Cooking With Cheese Rinds
Hard natural rinds from cheeses like Parmigiano-Reggiano are too tough to eat on their own, but they’re packed with concentrated flavor. Simmering a rind in liquid slowly releases proteins, fats, and those same savory compounds into whatever you’re cooking. As the rind heats, bits of cheese melt off and dissolve into the broth.
Common uses include dropping a rind into tomato sauce, minestrone, risotto broth, or any long-simmered stew. Three or four Parmesan rinds can serve as the base for a simple broth used in risotto or pan sauces. One practical note: stir the pot occasionally when cooking with rinds, because melting cheese fragments can sink and burn on the bottom. You can save rinds in the freezer until you have enough to use, and fish out any remaining solid pieces before serving.
Which Rinds Are Safe to Eat
The general rule is straightforward. If the rind developed naturally as part of the cheesemaking process, it’s edible.
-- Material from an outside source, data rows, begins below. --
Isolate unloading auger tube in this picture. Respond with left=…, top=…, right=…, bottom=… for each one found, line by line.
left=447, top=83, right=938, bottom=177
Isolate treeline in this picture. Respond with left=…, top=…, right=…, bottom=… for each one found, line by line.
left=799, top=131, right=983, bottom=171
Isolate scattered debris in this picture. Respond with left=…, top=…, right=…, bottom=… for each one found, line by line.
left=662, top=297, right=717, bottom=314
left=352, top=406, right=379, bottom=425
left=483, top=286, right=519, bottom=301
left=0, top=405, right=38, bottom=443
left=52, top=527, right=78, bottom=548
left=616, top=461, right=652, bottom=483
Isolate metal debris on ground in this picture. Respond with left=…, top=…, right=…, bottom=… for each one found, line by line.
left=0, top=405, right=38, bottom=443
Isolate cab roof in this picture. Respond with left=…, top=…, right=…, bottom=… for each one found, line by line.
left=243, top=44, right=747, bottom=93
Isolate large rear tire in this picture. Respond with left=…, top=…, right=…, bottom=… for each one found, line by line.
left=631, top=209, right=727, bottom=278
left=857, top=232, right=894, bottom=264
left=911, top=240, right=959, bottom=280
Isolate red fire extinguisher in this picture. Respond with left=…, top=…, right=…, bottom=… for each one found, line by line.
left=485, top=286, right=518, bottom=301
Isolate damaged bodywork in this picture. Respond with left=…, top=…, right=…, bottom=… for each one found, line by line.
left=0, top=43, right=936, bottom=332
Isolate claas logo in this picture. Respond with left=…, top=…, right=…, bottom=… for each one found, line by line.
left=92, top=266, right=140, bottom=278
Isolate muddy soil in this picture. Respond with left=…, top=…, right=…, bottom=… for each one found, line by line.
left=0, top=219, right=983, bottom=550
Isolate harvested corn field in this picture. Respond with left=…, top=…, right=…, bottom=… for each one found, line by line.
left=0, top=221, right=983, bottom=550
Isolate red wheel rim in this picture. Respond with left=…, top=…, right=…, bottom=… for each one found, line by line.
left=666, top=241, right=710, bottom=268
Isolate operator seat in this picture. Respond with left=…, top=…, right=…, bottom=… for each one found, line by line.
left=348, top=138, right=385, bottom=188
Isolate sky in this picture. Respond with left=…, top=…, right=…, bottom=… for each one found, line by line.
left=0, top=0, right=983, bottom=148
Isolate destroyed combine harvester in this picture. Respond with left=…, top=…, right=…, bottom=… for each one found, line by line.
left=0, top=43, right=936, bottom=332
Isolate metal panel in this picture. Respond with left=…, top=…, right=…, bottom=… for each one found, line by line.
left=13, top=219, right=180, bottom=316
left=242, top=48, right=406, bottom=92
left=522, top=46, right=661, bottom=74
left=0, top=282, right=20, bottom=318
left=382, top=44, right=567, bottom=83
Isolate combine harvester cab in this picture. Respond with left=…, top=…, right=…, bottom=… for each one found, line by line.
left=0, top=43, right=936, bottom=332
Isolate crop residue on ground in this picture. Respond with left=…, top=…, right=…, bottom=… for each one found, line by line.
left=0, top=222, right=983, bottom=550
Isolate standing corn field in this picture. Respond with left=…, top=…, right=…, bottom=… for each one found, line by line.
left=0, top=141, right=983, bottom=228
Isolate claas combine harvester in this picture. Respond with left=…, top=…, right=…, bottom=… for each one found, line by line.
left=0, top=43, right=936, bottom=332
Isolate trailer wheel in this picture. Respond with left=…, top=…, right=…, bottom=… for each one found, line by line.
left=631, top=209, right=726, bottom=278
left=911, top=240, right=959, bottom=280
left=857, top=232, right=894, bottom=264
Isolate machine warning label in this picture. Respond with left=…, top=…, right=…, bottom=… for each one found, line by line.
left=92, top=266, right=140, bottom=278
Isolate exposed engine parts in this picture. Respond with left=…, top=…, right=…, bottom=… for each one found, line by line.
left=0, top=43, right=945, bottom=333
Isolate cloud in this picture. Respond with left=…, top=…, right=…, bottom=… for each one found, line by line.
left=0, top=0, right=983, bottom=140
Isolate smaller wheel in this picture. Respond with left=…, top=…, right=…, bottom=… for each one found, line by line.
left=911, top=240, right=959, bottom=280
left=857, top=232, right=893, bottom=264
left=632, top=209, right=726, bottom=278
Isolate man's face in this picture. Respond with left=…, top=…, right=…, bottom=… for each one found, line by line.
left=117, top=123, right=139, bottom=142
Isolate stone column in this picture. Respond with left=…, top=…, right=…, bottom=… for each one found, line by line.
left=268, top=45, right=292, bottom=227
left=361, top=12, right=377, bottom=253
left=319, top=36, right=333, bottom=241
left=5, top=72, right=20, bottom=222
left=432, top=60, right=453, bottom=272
Bloomy rinds (Brie, Camembert), washed rinds (Époisses, Munster), and hard natural rinds (Parmesan, aged Gouda) are all safe to eat, though hard rinds are more pleasant when cooked rather than chewed raw. If the rind was added as a coating, like wax, cloth, or plastic, remove it. The cheese itself will tell you: if the outer layer looks and feels like a different material than the cheese, it probably is.